WAL and crash recovery. A new WAL record type (likely XLOG_BTREE_MERGE) is needed. It must be idempotent on redo and must correctly handle partial merges if a crash occurs between the leaf-level merge and the parent-level downlink update. The existing btree_xlog_unlink_page logic is a useful template but is not sufficient.
Reverse scans. nbtree supports backward index scans via btpo_prev. Merging must update prev-links on the right-right neighbor atomically (under WAL) so that backward traversal does not land on a deleted page.
Unique-index and deduplication interactions. Deduplicated posting-list tuples (Peter Geoghegan's work, PG 13) complicate tuple counting: a page may look "sparse" in tuple count but be near-full in bytes, or vice versa. The merge decision heuristic must use byte-level fill factor, not tuple counts.
VACUUM integration. The natural home for merging is btvacuumscan / btvacuumpage, which already walks pages in physical order and holds the cleanup lock. The student's framing ("VACUUM can only delete pages that are completely empty") correctly identifies the integration point.

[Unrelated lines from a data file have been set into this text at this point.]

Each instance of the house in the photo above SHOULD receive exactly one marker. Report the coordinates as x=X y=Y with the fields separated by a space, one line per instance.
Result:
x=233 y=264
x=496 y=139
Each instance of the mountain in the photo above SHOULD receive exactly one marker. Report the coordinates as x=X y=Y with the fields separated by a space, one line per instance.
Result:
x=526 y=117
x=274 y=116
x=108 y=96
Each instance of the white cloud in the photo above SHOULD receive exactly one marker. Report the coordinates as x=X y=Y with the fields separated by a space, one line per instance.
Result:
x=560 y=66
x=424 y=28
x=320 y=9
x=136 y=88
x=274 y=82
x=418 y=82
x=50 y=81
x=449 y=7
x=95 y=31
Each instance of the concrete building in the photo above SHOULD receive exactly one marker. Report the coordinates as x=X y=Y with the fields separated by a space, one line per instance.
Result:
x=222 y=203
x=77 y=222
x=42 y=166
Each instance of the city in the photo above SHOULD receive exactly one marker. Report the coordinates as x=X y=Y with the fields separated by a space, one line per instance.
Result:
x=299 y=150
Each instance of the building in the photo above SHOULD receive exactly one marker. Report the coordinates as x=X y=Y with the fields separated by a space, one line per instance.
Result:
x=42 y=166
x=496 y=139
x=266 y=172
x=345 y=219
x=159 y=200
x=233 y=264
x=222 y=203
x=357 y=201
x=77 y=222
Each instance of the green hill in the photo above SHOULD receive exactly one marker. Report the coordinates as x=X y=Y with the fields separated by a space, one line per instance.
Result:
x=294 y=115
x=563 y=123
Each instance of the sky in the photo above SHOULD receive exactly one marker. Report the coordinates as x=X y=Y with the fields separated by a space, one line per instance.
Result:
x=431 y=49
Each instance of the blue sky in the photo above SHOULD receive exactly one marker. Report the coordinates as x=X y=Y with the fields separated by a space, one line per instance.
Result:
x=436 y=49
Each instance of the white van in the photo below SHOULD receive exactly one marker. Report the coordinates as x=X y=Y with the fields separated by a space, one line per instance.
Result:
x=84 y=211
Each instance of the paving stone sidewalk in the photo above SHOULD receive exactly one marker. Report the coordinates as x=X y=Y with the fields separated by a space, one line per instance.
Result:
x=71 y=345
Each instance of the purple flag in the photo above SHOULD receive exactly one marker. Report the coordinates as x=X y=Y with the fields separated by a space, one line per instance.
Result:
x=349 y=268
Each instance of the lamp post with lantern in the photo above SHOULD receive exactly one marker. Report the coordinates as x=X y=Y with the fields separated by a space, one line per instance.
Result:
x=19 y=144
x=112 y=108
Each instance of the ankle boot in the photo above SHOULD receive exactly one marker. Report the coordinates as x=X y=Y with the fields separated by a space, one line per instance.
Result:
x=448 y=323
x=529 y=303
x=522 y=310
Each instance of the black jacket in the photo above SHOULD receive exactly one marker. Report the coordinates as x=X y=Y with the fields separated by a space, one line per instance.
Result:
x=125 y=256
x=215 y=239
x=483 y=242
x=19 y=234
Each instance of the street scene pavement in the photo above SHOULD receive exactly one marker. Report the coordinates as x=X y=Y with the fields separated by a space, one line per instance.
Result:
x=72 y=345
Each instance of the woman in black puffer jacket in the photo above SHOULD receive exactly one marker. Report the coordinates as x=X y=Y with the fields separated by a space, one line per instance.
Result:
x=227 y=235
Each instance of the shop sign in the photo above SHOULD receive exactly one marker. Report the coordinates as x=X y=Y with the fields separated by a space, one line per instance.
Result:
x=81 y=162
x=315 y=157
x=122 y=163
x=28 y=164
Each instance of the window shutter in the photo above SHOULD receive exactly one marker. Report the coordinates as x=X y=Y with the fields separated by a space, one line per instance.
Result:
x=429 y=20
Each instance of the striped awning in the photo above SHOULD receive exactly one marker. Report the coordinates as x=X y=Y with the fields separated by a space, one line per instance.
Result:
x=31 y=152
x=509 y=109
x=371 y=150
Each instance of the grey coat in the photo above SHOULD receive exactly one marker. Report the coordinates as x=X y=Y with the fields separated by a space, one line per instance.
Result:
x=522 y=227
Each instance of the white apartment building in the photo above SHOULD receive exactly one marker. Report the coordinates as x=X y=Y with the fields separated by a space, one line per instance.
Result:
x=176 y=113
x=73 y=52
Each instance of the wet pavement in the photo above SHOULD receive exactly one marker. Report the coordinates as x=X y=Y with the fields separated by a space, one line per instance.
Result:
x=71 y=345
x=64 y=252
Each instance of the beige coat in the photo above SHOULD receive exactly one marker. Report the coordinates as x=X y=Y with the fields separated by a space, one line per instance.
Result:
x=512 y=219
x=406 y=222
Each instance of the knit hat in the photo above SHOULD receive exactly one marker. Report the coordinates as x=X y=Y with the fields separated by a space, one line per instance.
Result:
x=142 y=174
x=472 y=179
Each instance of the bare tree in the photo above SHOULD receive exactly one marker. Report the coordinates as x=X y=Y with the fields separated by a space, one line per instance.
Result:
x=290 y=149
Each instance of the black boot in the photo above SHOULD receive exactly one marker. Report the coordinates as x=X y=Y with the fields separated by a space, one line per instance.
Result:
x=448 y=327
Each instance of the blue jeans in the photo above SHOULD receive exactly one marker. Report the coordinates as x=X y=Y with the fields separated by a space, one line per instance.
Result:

Proposed Approach — Assessment

The proposal states: "identify adjacent sparse pages that share the same parent, consolidate their tuples into a single page, and update the parent node's downlinks accordingly."

This is the textbook approach, and the "same parent" restriction is a pragmatic simplification that avoids cross-subtree rebalancing. However, several design decisions are left open:

Trigger policy: threshold-based (e.g., both pages <40% full) vs. opportunistic during VACUUM vs. a new maintenance command. This has large performance implications — aggressive merging can thrash with subsequent inserts that re-split.
Locking order: left-then-right is the nbtree convention; the merge must respect this to avoid deadlock with concurrent splits (which also lock left-to-right).
Rightmost page handling: the rightmost leaf has special status (P_RIGHTMOST) and its high key semantics differ.
Interaction with _bt_getbuf / FSM: the freed page must go through the same recycling protocol (with xid horizon) that _bt_unlink_page uses, otherwise concurrent scanners can follow a stale right-link into a reused page.

The student's tooling branch (visualizing nbtree before/after merge) is a sensible starting point — being able to inspect page-level state is essential for debugging concurrency bugs in this code.

Strategic Assessment

The scope described ("finalize analysis, identify impacted areas: WAL, reverse/forward scans, RECOVERY, testing") is realistic for a GSoC timeline in that analysis and a prototype are achievable. The student's own acknowledgment that it "might not get committed during GSoC2026" is calibrated correctly — page merging in nbtree has been discussed on -hackers periodically for years without landing, and a committer (most likely Peter Geoghegan, the de facto nbtree maintainer) would need to be deeply involved for this to ever reach master. Notably, Peter Geoghegan is not listed among the mentors (Kirk Wolak, Andreas, Pavlo Golub, Nikolay Samokhvalov, Andrei Lepikhov), which means the patch will need to win over the actual nbtree gatekeeper separately.

The mentor list is interesting: Pavlo Golub and Nikolay Samokhvalov are associated with the Postgres.ai / performance-tuning community where index bloat is a front-and-center operational pain point, which explains the project's motivation. Andrei Lepikhov has committer-adjacent experience on planner/executor work. None of the named mentors are primary nbtree hackers, which is a structural risk for the project.

Outlook

For this effort to succeed beyond GSoC, the design document will need to engage with prior -hackers discussions on B-tree rebalancing and with Peter Geoghegan's published reasoning for why deduplication + bottom-up index deletion (PG 14) were preferred over merging as bloat mitigations. Those features already absorb much of the motivating workload; the incremental case for merging must be made on top of them, not as if they didn't exist.